La Corte di Cassazione, investita dal concessionario con l’unico motivo della violazione e falsa applicazione dell’art. 133, c. 1, lett. b) del c.p.a., ai sensi dell’art. 360, c. 1, n. 1) c.p.c., ha accolto la tesi del ricorrente, non ravvisando nella fattispecie concreta la contestazione dell’esercizio del potere amministrativo.
Segnatamente, la causa petendi ed il petitum sostanziale, sui quali occorre focalizzare l’attenzione al fine di individuare il giudice fornito di giurisdizione, nel caso specifico non riguardano affatto le determinazioni amministrative di imposizione del sovracanone, ma unicamente la presa d’atto del già avvenuto annullamento giurisdizionale delle stesse con portata erga omnes, trattandosi di atti a contenuto generale.
Di conseguenza, il petitum emergente dalla prospettazione di parte attrice, partendo dalla natura non convenzionale, ma eteroimposta, del sovracanone nell’atto concessorio, attiene unicamente alla sopravvenuta carenza di titolo necessario affinché la p.a. possa trattenere tali somme.

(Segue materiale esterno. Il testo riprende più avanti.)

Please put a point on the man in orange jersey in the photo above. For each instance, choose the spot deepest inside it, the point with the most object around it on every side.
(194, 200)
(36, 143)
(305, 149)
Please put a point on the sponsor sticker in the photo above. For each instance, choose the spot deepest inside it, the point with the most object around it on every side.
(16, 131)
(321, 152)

Concorda, dunque, la Cassazione nel ritenere che la controversia sottoposta al proprio esame afferisca alla tutela di un diritto soggettivo a contenuto esclusivamente patrimoniale a fronte della inesistenza sopravvenuta del potere dell’amministrazione concedente di imporre la corresponsione di una prestazione pecuniaria aggiuntiva, come tale azionabile dinanzi al giudice ordinario.
3. Riflessioni conclusive
La pronuncia è perfettamente aderente all’orientamento ormai granitico in materia di riparto di giurisdizione rispetto al quale, oltre a venire certamente in rilievo la posizione giuridica azionata (causa petendi), per come prospettata negli atti introduttivi attraverso la declinazione della domanda di giustizia (petitum), assume portata dirimente l’individuazione o meno di censure all’esercizio del potere discrezionale, secondo l’insegnamento della sentenza n. 204/2004 della Corte Costituzionale.